Transthoracic echocardiogram shows LV ejection fraction 43%, dilated RV with moderately decreased RV function, abnormal septal bounce, severe biatrial dilation, severe mitral regurgitation and severe tricuspid regurgitation and possible tethering of RA, LA and lateral wall of LV with thickened pericardium.
Hemodynamic tracings from the patient are shown below. Figure 1A shows RA tracing while Figures 1B and 1C show simultaneous RV and LV tracings.
Figure 1
Which of the following is the most likely etiology of his findings?
Show Answer
The correct answer is: C. Severe tricuspid regurgitation.
The patient has many findings consistent with constriction on his tracings, including elevated RA pressure, prominent y descent, square root sign, equalization of LV/RV diastolic pressure and ventricular interdependence. An important distinction between constriction and tricuspid regurgitation is seen on deep inspiration. While in constriction diastolic pressures between the LV and RV remain equal throughout inspiration and expiration, in severe TR, during deep inspiration there is a higher RV diastolic pressure with deeper and steeper RV filling wave and a drop in LV diastolic pressure (see image below, adapted from Jaber et al.). This pattern is also seen in our patient.
Figure 2
As noted above, constriction and severe tricuspid regurgitation share many common findings on hemodynamic tracings. In constriction, cardiac chambers are all confined within a rigid pericardium. In severe TR, the dilated RV can constrict the LV and can cause a similar pattern. However, in constriction, the flow to the RV is limited by the pericardium and thus there is very little increase in flow through the RV in inspiration. In contrast, in severe TR, there is no limitation of low into the RV leading to an increase in RV diastolic filling in inspiration. Furthermore, in constriction, you generally see ventricular interdependence with inspiration, which you do not see in the patient's waveforms. In restrictive cardiomyopathy, there is generally blunted x-descent of the atrial waveform, which is not present in this case, making restrictive cardiomyopathy less likely. There are a-waves on the right atrial waveform, making atrial fibrillation incorrect.
Our patient underwent cardiac surgery with mitral valve replacement, tricuspid valve repair, and pericardectomy. The pericardium was only mildly thickened on visual inspection and pathology confirmed that the pericardium was normal.
References
Jaber WA, Sorajja P, Borlaug BA, Nishimura RA. Differentiation of tricuspid regurgitation from constrictive pericarditis: novel criteria for diagnosis in the cardiac catheterisation laboratory. Heart 2009;95:1449-54.
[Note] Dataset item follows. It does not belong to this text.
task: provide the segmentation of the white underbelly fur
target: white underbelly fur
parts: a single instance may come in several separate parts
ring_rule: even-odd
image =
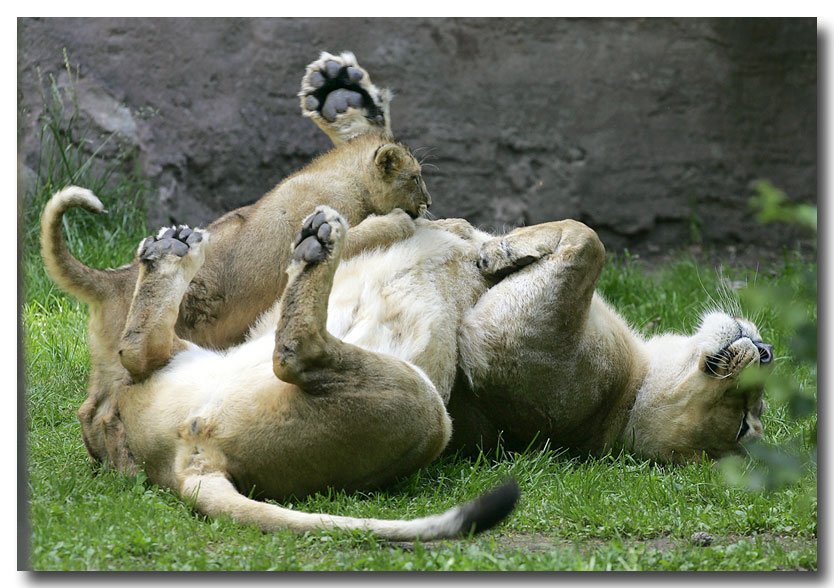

Geske JB, Anavekar NS, Nishimura RA, Oh JK, Gersh BJ. Differentiation of constriction and restriction: complex cardiovascular hemodynamics. J Am Coll Cardiol 2016;68:2329-47.
Talreja DR, Nishimura RA, Oh JK, Holmes DR. Constrictive pericarditis in the modern era: novel criteria for diagnosis in the cardiac catheterization laboratory. J Am Coll Cardiol 2008;51:315-9.